Prof. Dr.-Ing. Holger Kohl begleitet diese Entwicklung seit Jahrzehnten. Im Interview erklärt er, warum Regulierung allein nicht reicht – und wie der Circular Economy Hub Berlin Unternehmen als digitaler Kompass für Kreislaufwirtschaft unterstützt.
Herr Professor Dr.-Ing. Kohl, Sie beschäftigen sich seit vielen Jahren mit nachhaltiger industrieller Wertschöpfung und der Transformation von Produktionssystemen – lange bevor Kreislaufwirtschaft zum Schlagwort wurde. Welche Hürden sehen Sie heute hinsichtlich einer echten Transformation zu einer Kreislaufwirtschaft? Welche Entwicklungen stimmen Sie hoffnungsvoll?
Die Transformation zu einer Kreislaufwirtschaft betrifft uns alle. Sie erfordert ein tiefgreifendes Umdenken von Politik, Industrie und Gesellschaft. Aufgrund von zunehmendem Ressourcenmangel, Handelsbarrieren und der Notwendigkeit, Generationengerechtigkeit und eine globale, faire Verteilung von Ressourcen zu gewährleisten, müssen die bislang mehrheitlich linear ausgerichteten industriellen Wertschöpfungssysteme grundlegend umgestaltet werden. Dabei besteht in vielen Bereichen noch großer Handlungsbedarf: Es fehlen standardisierte Verfahren – von der zirkulären Produktgestaltung bis hin zu effizienten Rücknahme- und Wiederaufbereitungsprozessen. Für kleine und mittlere Unternehmen sind insbesondere hohe Anfangsinvestitionen, unzureichende Anreize und fehlende Finanzierungsperspektiven eine Herausforderung. Viele Unternehmen können sich die Umstellung ihrer Wertschöpfungsprozesse schlichtweg nicht leisten und erkennen zumeist auch keine Marktpotenziale durch einen Wechsel zur Kreislaufwirtschaft. Gleichzeitig mangelt es in vielen Organisationen noch an belastbaren Daten, klaren Zuständigkeiten sowie an Wissen und Zeit, um sich strategisch mit kreislaufwirtschaftlichen Alternativen auseinanderzusetzen.

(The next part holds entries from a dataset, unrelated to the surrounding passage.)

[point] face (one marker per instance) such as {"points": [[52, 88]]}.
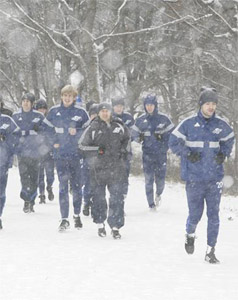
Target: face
{"points": [[208, 109], [118, 109], [93, 116], [150, 108], [42, 110], [26, 105], [105, 115], [68, 99]]}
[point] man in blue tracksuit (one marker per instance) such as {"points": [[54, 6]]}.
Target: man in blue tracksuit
{"points": [[30, 148], [9, 137], [118, 105], [105, 143], [66, 123], [87, 191], [203, 141], [46, 163], [152, 129]]}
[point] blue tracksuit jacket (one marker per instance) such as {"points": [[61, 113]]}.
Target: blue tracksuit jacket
{"points": [[126, 118], [207, 136], [59, 120], [9, 137], [148, 125], [31, 143], [154, 149]]}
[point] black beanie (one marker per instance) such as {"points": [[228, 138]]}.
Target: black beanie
{"points": [[118, 101], [41, 103], [104, 105], [208, 95], [28, 96], [93, 110]]}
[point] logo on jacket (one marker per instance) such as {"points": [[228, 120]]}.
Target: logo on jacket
{"points": [[117, 130], [4, 126], [36, 120], [217, 130], [76, 118], [161, 125]]}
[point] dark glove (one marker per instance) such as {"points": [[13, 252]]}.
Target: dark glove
{"points": [[220, 158], [36, 127], [2, 137], [158, 136], [101, 150], [141, 137], [124, 154], [194, 156]]}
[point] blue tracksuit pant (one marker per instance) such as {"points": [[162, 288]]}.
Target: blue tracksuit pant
{"points": [[154, 168], [87, 193], [69, 171], [29, 175], [3, 184], [46, 168], [197, 194], [114, 211]]}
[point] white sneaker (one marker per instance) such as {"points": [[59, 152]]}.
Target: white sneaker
{"points": [[158, 200]]}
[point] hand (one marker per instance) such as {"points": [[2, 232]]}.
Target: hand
{"points": [[124, 154], [220, 158], [141, 137], [72, 131], [158, 136], [2, 137], [101, 150], [194, 156], [36, 127]]}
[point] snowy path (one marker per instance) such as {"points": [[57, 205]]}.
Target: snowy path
{"points": [[148, 263]]}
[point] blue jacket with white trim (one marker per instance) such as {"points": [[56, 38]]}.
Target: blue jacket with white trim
{"points": [[58, 122], [126, 118], [206, 136], [148, 125], [31, 143], [9, 138]]}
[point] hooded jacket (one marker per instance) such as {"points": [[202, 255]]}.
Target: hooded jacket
{"points": [[206, 136], [57, 123], [148, 126], [113, 140], [9, 138], [31, 143]]}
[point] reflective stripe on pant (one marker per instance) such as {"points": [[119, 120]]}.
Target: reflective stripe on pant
{"points": [[115, 207], [197, 194], [46, 168], [69, 172], [3, 184], [29, 175], [154, 172]]}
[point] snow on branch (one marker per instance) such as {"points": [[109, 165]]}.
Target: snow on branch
{"points": [[41, 30], [180, 20], [220, 63], [118, 19], [67, 5], [234, 30]]}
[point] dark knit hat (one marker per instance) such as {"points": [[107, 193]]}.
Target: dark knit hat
{"points": [[41, 103], [208, 95], [93, 109], [150, 99], [104, 105], [28, 96], [118, 101]]}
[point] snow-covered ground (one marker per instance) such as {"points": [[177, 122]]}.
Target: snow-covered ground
{"points": [[149, 262]]}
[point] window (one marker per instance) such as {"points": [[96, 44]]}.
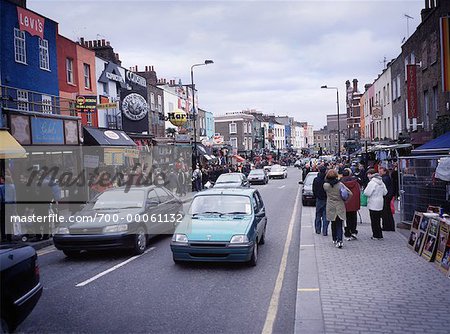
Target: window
{"points": [[46, 104], [22, 100], [69, 70], [152, 101], [44, 62], [233, 128], [159, 103], [87, 76], [20, 52]]}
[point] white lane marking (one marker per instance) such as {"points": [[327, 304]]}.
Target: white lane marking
{"points": [[46, 250], [103, 273], [274, 301]]}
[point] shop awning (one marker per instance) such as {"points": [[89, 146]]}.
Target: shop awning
{"points": [[9, 147], [106, 137], [440, 145], [238, 158]]}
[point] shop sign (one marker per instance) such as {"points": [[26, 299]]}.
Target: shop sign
{"points": [[20, 129], [47, 131], [136, 79], [30, 22], [84, 102], [71, 132]]}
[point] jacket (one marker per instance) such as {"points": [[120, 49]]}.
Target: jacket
{"points": [[335, 204], [375, 191], [318, 190], [354, 202]]}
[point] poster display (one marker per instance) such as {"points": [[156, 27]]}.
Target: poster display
{"points": [[430, 242]]}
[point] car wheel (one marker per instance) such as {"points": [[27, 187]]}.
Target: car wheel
{"points": [[262, 240], [140, 241], [254, 258]]}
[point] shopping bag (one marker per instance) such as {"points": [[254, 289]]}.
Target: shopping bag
{"points": [[363, 199]]}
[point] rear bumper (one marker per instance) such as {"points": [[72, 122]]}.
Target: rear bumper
{"points": [[94, 241], [212, 254]]}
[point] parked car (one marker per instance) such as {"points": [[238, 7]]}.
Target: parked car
{"points": [[278, 171], [20, 284], [222, 225], [232, 180], [120, 219], [258, 176], [307, 192]]}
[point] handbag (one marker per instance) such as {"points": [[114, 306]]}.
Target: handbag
{"points": [[345, 194]]}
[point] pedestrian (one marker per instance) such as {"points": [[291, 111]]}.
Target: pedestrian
{"points": [[321, 223], [335, 205], [375, 191], [387, 217], [352, 205]]}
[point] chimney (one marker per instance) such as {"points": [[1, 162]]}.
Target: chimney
{"points": [[355, 85]]}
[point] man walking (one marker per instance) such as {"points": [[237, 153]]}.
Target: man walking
{"points": [[321, 223]]}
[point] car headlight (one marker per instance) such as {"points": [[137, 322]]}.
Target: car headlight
{"points": [[62, 230], [180, 238], [239, 239], [115, 228]]}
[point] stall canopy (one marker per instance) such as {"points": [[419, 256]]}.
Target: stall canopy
{"points": [[9, 147], [440, 145], [106, 137]]}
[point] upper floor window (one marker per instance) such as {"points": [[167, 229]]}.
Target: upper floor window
{"points": [[233, 128], [87, 76], [69, 70], [44, 62], [20, 52]]}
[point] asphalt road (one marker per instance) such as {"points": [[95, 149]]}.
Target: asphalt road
{"points": [[150, 294]]}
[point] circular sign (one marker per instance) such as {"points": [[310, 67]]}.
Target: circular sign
{"points": [[111, 134], [134, 107], [177, 117]]}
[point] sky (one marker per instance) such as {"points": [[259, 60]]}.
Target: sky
{"points": [[272, 56]]}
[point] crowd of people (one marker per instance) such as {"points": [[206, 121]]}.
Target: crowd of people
{"points": [[340, 189]]}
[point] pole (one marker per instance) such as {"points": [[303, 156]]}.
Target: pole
{"points": [[339, 124]]}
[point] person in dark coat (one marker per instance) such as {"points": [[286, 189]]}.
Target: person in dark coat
{"points": [[352, 205], [321, 223], [387, 217]]}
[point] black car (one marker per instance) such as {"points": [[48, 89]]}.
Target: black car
{"points": [[120, 218], [20, 284]]}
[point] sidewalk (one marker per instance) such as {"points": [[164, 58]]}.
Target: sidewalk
{"points": [[367, 286], [45, 243]]}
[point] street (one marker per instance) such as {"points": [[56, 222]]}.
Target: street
{"points": [[119, 293]]}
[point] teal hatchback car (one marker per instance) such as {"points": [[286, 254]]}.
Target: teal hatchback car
{"points": [[222, 225]]}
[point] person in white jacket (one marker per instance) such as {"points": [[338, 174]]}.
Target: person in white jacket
{"points": [[375, 191]]}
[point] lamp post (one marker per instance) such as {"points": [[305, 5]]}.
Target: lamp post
{"points": [[339, 125], [208, 61]]}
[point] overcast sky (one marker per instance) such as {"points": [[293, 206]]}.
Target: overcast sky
{"points": [[272, 56]]}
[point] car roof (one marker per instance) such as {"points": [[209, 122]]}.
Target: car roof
{"points": [[227, 191]]}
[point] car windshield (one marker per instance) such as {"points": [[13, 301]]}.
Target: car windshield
{"points": [[221, 204], [120, 200], [229, 178], [309, 179]]}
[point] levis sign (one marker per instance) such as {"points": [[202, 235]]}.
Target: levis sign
{"points": [[31, 22]]}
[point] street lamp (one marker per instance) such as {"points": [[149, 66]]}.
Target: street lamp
{"points": [[339, 126], [208, 61]]}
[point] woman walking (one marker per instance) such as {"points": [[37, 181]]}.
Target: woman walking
{"points": [[335, 205], [375, 191]]}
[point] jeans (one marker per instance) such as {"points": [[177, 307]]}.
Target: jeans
{"points": [[336, 229], [321, 222]]}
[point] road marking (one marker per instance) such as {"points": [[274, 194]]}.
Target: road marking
{"points": [[117, 266], [274, 301], [46, 250]]}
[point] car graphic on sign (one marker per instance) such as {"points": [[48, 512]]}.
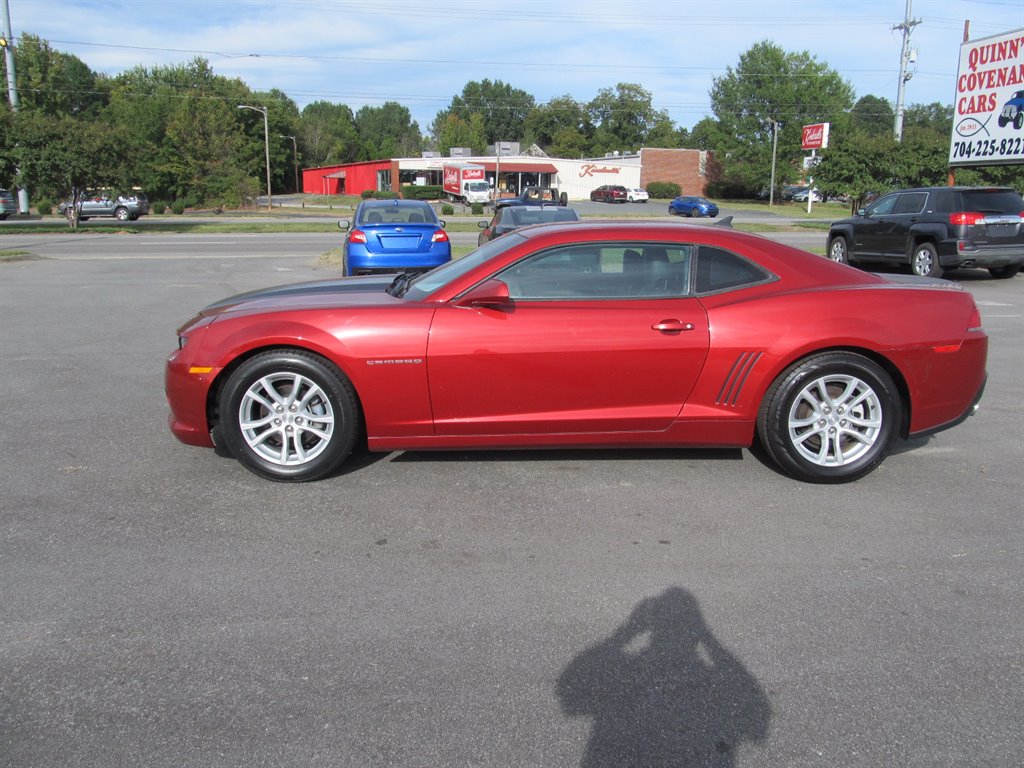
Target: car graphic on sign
{"points": [[1013, 112]]}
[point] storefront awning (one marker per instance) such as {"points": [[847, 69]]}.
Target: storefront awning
{"points": [[520, 167]]}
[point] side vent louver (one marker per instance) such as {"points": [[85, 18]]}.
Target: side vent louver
{"points": [[733, 384]]}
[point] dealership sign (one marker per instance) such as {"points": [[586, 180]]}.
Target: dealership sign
{"points": [[815, 136], [988, 107]]}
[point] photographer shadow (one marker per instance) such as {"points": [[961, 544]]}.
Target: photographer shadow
{"points": [[664, 691]]}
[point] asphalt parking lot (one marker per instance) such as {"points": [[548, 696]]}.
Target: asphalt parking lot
{"points": [[162, 606]]}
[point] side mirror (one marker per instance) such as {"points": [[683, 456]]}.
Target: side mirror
{"points": [[493, 293]]}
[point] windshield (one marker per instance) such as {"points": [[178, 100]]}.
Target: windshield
{"points": [[430, 282]]}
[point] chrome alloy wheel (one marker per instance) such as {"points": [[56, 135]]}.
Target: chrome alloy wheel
{"points": [[835, 420], [286, 419]]}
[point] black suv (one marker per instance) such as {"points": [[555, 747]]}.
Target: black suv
{"points": [[936, 228]]}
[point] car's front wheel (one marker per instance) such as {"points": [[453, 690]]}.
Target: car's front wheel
{"points": [[289, 416], [830, 418], [925, 261], [839, 250]]}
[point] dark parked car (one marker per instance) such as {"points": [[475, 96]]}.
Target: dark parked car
{"points": [[584, 334], [7, 204], [936, 228], [393, 236], [512, 217], [610, 194], [123, 207], [689, 205]]}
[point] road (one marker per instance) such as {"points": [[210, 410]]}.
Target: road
{"points": [[164, 607]]}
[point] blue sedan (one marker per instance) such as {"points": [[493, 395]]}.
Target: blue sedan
{"points": [[394, 236], [692, 206]]}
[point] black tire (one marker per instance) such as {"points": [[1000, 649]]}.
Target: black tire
{"points": [[307, 439], [925, 261], [1005, 272], [839, 250], [810, 432]]}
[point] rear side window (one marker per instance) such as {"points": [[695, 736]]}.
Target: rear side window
{"points": [[719, 269], [992, 201], [910, 203]]}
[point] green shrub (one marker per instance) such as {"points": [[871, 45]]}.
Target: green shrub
{"points": [[664, 189]]}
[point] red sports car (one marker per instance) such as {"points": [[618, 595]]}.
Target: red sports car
{"points": [[585, 335]]}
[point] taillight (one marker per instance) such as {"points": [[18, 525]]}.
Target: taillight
{"points": [[966, 217]]}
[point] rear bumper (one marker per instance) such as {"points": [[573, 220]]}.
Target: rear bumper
{"points": [[968, 413]]}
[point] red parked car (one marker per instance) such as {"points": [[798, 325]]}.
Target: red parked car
{"points": [[610, 194], [587, 334]]}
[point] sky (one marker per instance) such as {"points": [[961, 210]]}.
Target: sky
{"points": [[422, 53]]}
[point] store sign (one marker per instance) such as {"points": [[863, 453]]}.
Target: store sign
{"points": [[590, 169], [815, 136], [988, 105]]}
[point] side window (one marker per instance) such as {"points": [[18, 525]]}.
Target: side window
{"points": [[883, 206], [910, 203], [719, 270], [623, 270]]}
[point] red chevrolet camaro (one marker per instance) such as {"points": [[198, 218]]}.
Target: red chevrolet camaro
{"points": [[607, 334]]}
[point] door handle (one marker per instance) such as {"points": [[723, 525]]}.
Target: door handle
{"points": [[672, 327]]}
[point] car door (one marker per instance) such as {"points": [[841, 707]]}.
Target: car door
{"points": [[905, 214], [583, 346], [875, 228]]}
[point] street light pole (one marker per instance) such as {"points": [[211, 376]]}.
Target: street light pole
{"points": [[295, 159], [266, 146]]}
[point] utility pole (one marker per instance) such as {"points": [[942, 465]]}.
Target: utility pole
{"points": [[907, 55], [6, 42]]}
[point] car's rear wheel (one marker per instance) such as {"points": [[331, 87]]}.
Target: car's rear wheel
{"points": [[289, 416], [925, 261], [1005, 272], [830, 418], [839, 250]]}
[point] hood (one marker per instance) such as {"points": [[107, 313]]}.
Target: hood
{"points": [[364, 291]]}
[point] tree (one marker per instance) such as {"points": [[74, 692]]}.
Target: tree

Trotz dieser Herausforderungen und Barrieren gibt es bereits heute viele positive und erfolgreiche Entwicklungen. Bereits in den 1990er Jahren haben wir uns aus produktionstechnischer Perspektive mit der Thematik der Kreislauffähigkeit auseinandergesetzt. Schon damals wünschten wir uns, produktbezogene Daten auch während der Nutzungsphase erheben und analysieren zu können, um Informationen über den gesamten Lebenszyklus transparent zu machen. Aus technischer Sicht war das damals jedoch kaum möglich noch wirtschaftlich sinnvoll. Heute sehen wir, dass die Einführung eines digitalen Produktpasses nicht nur technisch realisierbar ist, sondern sich dank der neuen EU-Ökodesign-Verordnung auch mitten in der Umsetzung befindet. Hinzu kommt, dass insbesondere in der Gründerszene immer mehr innovative Ansätze entstehen, die zeigen, wie sich Kreislaufwirtschaft von Anfang an erfolgreich in Geschäftsmodelle integrieren lässt und sogar zum Kern und Alleinstellungsmerkmal des Geschäftsmodells wird. Diese Impulse tragen dazu bei, dass sich Innovationszyklen beschleunigen, beispielsweise in den Bereichen zirkuläre Produktgestaltung, Lebensdauerverlängerung und serviceorientierte Nutzungskonzepte. Ergänzt wird das durch eine Vielzahl von Projekten und Initiativen, die sich mit der Umstellung zur Kreislaufwirtschaft beschäftigen, Aufmerksamkeit schaffen, Unternehmen miteinander vernetzen und konkrete Umsetzungen vorantreiben.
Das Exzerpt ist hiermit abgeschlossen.